Pour conclure Encuentro, une table ronde sur le thème de pardon. Les invités étaient l’anthropologue Mikel Azurmendi, l’ex-terroriste italien Alberto Franceschini et le réalisateur Juan Manuel Cotelo. Franceschini, idéologue des Brigades Rouges, ne nie pas sa responsabilité concernant les “années de plomb“ : « J’ai été arrêté avant d’avoir le temps de tuer quelqu’un, mais cela ne m’absout pas. Si je m’étais trouvé dans le cas de combattre, ces années-là, sans doute je l’aurais fait », a-t-il avoué : « Je devais, dans tous les cas, “régler des comptes“ avec moi-même. Je ne pouvais me cacher derrière l’excuse que je n’avais tué personne. Ceux qui avaient tué l’avaient fait aussi à cause de moi. Je savais ce que nous devions faire, ensuite l’identité de celui qui tirait était secondaire ».
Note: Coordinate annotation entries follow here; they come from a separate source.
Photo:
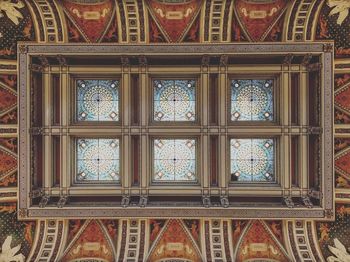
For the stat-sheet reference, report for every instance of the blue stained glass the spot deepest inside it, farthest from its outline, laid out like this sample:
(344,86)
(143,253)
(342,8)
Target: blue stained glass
(175,160)
(97,159)
(174,100)
(252,100)
(252,160)
(97,100)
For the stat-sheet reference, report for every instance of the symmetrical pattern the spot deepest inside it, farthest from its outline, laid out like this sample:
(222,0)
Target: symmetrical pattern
(252,160)
(174,100)
(97,100)
(128,25)
(97,159)
(174,159)
(252,100)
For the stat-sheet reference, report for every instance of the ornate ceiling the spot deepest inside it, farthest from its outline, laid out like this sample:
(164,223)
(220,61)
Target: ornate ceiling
(173,21)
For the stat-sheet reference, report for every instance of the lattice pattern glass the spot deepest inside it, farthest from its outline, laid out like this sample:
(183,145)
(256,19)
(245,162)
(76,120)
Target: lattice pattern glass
(252,100)
(175,160)
(252,160)
(174,100)
(97,100)
(97,159)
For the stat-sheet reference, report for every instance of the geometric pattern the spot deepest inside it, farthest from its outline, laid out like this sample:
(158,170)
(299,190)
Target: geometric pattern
(92,20)
(98,159)
(174,100)
(256,19)
(252,160)
(98,100)
(174,18)
(252,100)
(174,160)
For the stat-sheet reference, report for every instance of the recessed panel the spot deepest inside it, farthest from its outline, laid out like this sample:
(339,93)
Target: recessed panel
(252,160)
(174,160)
(97,160)
(252,100)
(174,100)
(97,100)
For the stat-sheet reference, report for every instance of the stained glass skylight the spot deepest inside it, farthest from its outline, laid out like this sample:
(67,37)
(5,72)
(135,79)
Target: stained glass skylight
(174,160)
(97,159)
(97,100)
(252,160)
(252,100)
(174,100)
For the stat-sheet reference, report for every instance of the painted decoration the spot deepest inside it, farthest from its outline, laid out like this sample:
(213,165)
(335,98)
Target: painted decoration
(92,242)
(238,227)
(174,160)
(276,228)
(193,226)
(252,160)
(342,168)
(257,18)
(91,19)
(259,243)
(111,227)
(334,24)
(174,100)
(252,100)
(21,233)
(329,233)
(16,24)
(174,17)
(8,163)
(174,242)
(156,226)
(74,226)
(8,149)
(97,100)
(98,160)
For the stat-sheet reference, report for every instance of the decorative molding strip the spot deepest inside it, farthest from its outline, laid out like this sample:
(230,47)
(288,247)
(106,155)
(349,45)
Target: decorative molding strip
(48,21)
(132,245)
(132,21)
(48,241)
(302,247)
(302,19)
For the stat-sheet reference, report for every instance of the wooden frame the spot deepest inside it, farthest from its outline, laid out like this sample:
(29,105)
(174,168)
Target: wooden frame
(218,200)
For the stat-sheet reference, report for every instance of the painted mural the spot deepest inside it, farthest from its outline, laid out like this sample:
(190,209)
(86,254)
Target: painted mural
(334,236)
(169,21)
(334,24)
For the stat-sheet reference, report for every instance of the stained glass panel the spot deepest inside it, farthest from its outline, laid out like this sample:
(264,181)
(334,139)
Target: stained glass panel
(175,160)
(97,159)
(252,100)
(97,100)
(252,160)
(174,100)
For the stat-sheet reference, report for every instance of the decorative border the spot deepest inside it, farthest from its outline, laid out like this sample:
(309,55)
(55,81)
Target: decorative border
(319,48)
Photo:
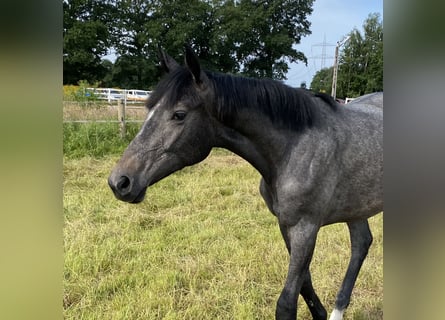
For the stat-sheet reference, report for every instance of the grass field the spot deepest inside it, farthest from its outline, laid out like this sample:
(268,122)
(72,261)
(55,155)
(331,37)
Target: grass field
(202,245)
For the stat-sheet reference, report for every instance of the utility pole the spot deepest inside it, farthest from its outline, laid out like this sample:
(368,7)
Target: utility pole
(334,76)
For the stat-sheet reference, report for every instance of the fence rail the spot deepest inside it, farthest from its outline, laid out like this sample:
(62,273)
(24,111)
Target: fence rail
(121,115)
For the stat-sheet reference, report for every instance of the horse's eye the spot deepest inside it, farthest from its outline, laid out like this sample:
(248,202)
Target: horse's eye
(179,115)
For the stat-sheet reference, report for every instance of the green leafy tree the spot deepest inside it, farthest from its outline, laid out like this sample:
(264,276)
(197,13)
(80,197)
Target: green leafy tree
(361,61)
(85,39)
(262,34)
(322,80)
(132,41)
(254,37)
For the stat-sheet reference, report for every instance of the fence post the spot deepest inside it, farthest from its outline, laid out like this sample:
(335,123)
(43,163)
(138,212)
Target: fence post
(121,117)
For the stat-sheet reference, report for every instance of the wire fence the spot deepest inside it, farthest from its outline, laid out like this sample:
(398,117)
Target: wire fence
(121,113)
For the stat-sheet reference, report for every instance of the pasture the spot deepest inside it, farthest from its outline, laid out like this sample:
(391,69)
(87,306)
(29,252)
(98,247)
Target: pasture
(202,245)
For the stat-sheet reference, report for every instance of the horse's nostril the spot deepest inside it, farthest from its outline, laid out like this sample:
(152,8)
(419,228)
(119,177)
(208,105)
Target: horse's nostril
(123,183)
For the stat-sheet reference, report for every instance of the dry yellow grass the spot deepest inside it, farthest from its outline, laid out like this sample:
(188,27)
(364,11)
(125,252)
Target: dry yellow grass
(201,246)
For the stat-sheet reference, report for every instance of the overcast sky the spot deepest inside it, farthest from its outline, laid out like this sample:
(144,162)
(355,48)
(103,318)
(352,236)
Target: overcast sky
(331,20)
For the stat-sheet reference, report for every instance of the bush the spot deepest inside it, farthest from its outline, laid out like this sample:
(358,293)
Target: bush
(95,139)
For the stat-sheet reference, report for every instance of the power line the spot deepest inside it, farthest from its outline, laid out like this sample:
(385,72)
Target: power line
(323,55)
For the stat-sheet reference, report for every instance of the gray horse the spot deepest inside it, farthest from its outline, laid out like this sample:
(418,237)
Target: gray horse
(320,162)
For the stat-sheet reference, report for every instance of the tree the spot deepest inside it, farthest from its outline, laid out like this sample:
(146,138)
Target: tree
(85,39)
(255,38)
(361,61)
(261,34)
(322,80)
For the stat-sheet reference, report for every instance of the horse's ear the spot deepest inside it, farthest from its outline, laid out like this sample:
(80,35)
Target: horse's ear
(192,63)
(167,62)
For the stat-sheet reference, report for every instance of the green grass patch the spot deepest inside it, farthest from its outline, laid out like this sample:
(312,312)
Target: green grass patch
(202,245)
Franceschini a insisté ensuite sur le fait que « pour pardonner, la vérité est nécessaire : on doit savoir ce que l’on doit pardonner », ajoutant que cela doit commencer par celui qui a commis la faute : « Souvent les victimes ou leurs parents ne veulent pas entrer en rapport avec les assassins. Et donc ceux-ci doivent être les premiers intéressés au pardon, à une relation et, précisément, à éclaircir les aspects de ce qu’ils ont fait. En ce sens le repentir est, avant tout, une opération de vérité ».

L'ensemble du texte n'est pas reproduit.